Software and Systems Modeling | 2007
Marcus Alanen; Ivan Porres
In this article, we describe successive versions of a metamodeling language using a set-theoretic formalization. We focus on language extension mechanisms, particularly on the relatively new subset and union properties of MOF 2.0 and the UML 2.0 Infrastructure. We use Liskov substitutability as the rationale for our formalization. We also show that property redefinitions are not a safe language extension mechanism. Each language version provides new features, and we note how such features cannot be mixed arbitrarily. Instead, constraints over the metamodel and model structures must be established. We expect that this article provides a better understanding of the foundations of MOF 2.0, which is necessary to define new extensions, model transformation languages and tools.
international conference on cloud computing | 2014
Fahimeh Farahnakian; Adnan Ashraf; Pasi Liljeberg; Tapio Pahikkala; Juha Plosila; Ivan Porres; Hannu Tenhunen
As the scale of a cloud data center becomes larger and larger, the energy consumption of the data center also grows rapidly. Dynamic consolidation of Virtual Machines (VMs) presents a significant opportunity to save energy by turning off unused Physical Machines (PMs) in data centers. In this paper, we present a distributed controller to perform dynamic VM consolidation to improve the resource utilizations of PMs and to reduce their energy consumption. Moreover, we use the ant colony system to find a near-optimal VM placement solution based on the specified objective function. Experimental results on the real workload traces from more than a thousand PlanetLab VMs show that the proposed approach reduces energy consumption and maintains required performance levels in a large-scale data center.
ieee/acm international symposium cluster, cloud and grid computing | 2013
Adnan Ashraf; Fareed Jokhio; Tewodros Deneke; Sébastien Lafond; Ivan Porres; Johan Lilius
This paper presents a novel approach for stream-based admission control and job scheduling for video transcoding called SBACS (Stream-Based Admission Control and Scheduling). SBACS uses queue waiting time of transcoding servers to make admission control decisions for incoming video streams. It implements stream-based admission control with per stream admission. To ensure efficient utilization of the transcoding servers, video streams are segmented at the Group of Pictures level. In addition to the traditional rejection policy, SBACS also provides a stream deferment policy, which exploits cloud elasticity to allow temporary deferment of the incoming video streams. In other words, the admission controller can decide to admit, defer, or reject an incoming stream and hence reduce rejection rate.
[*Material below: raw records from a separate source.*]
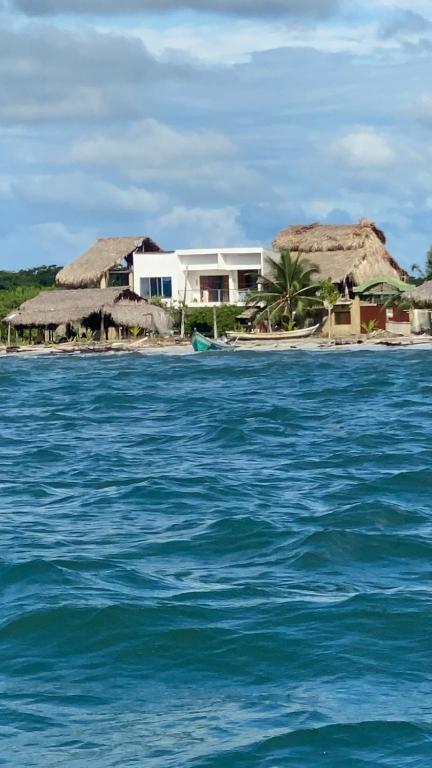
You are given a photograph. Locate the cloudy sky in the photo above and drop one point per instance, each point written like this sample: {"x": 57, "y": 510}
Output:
{"x": 212, "y": 122}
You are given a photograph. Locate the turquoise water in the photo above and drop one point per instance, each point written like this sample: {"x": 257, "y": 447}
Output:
{"x": 217, "y": 561}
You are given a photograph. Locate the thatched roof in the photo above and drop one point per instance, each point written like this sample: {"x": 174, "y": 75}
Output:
{"x": 149, "y": 317}
{"x": 53, "y": 308}
{"x": 348, "y": 251}
{"x": 422, "y": 294}
{"x": 105, "y": 254}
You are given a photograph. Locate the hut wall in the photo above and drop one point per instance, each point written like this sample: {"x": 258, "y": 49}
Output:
{"x": 375, "y": 312}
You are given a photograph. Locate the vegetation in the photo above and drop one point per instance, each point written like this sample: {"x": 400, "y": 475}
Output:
{"x": 288, "y": 292}
{"x": 42, "y": 277}
{"x": 329, "y": 296}
{"x": 201, "y": 319}
{"x": 370, "y": 326}
{"x": 423, "y": 274}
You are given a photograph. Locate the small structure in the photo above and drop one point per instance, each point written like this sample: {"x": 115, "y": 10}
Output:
{"x": 99, "y": 309}
{"x": 347, "y": 254}
{"x": 199, "y": 277}
{"x": 108, "y": 261}
{"x": 421, "y": 295}
{"x": 355, "y": 258}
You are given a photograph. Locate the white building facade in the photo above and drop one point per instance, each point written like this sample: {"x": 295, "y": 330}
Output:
{"x": 203, "y": 277}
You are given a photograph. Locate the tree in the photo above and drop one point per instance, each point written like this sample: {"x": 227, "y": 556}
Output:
{"x": 428, "y": 271}
{"x": 329, "y": 296}
{"x": 287, "y": 290}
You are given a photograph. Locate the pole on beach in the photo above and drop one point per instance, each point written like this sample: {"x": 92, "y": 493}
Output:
{"x": 214, "y": 323}
{"x": 329, "y": 308}
{"x": 183, "y": 312}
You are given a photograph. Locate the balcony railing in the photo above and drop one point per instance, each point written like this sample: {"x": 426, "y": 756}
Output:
{"x": 213, "y": 296}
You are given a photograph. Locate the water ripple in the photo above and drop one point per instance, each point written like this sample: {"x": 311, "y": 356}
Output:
{"x": 216, "y": 562}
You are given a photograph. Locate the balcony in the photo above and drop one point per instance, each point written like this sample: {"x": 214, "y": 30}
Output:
{"x": 213, "y": 296}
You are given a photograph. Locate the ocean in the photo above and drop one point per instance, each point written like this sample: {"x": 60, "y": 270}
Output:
{"x": 217, "y": 561}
In order to prevent transcoding jitters in the admitted streams, we introduce a job scheduling mechanism, which drops a small proportion of video frames from a video segment to ensure continued delivery of video contents to the user. The approach is demonstrated in a discrete-event simulation with a series of experiments involving different load patterns and stream arrival rates.
utility and cloud computing | 2012
Adnan Ashraf; Benjamin Byholm; Ivan Porres
This paper presents a session-based adaptive admission control approach for virtualized application servers called ACVAS (adaptive Admission Control for Virtualized Application Servers). ACVAS uses measured and predicted resource utilizations of a server to make admission control decisions for new user sessions. Instead of using the traditional on-off control, it implements per session admission control, which reduces the risk of over-admission. Moreover, instead of relying only on rejection of new sessions, ACVAS takes benefit of the cloud elasticity, which allows dynamic provisioning of cloud resources. It also implements a simple session deferment mechanism that reduces the number of rejected sessions while increasing session throughput. Thus, each admission control decision has three possible outcomes: admit, defer, or reject. Performance under varying user load is guaranteed by automatic adjustment and tuning of the admission control mechanism. The proposed approach is demonstrated in a discrete-event simulation.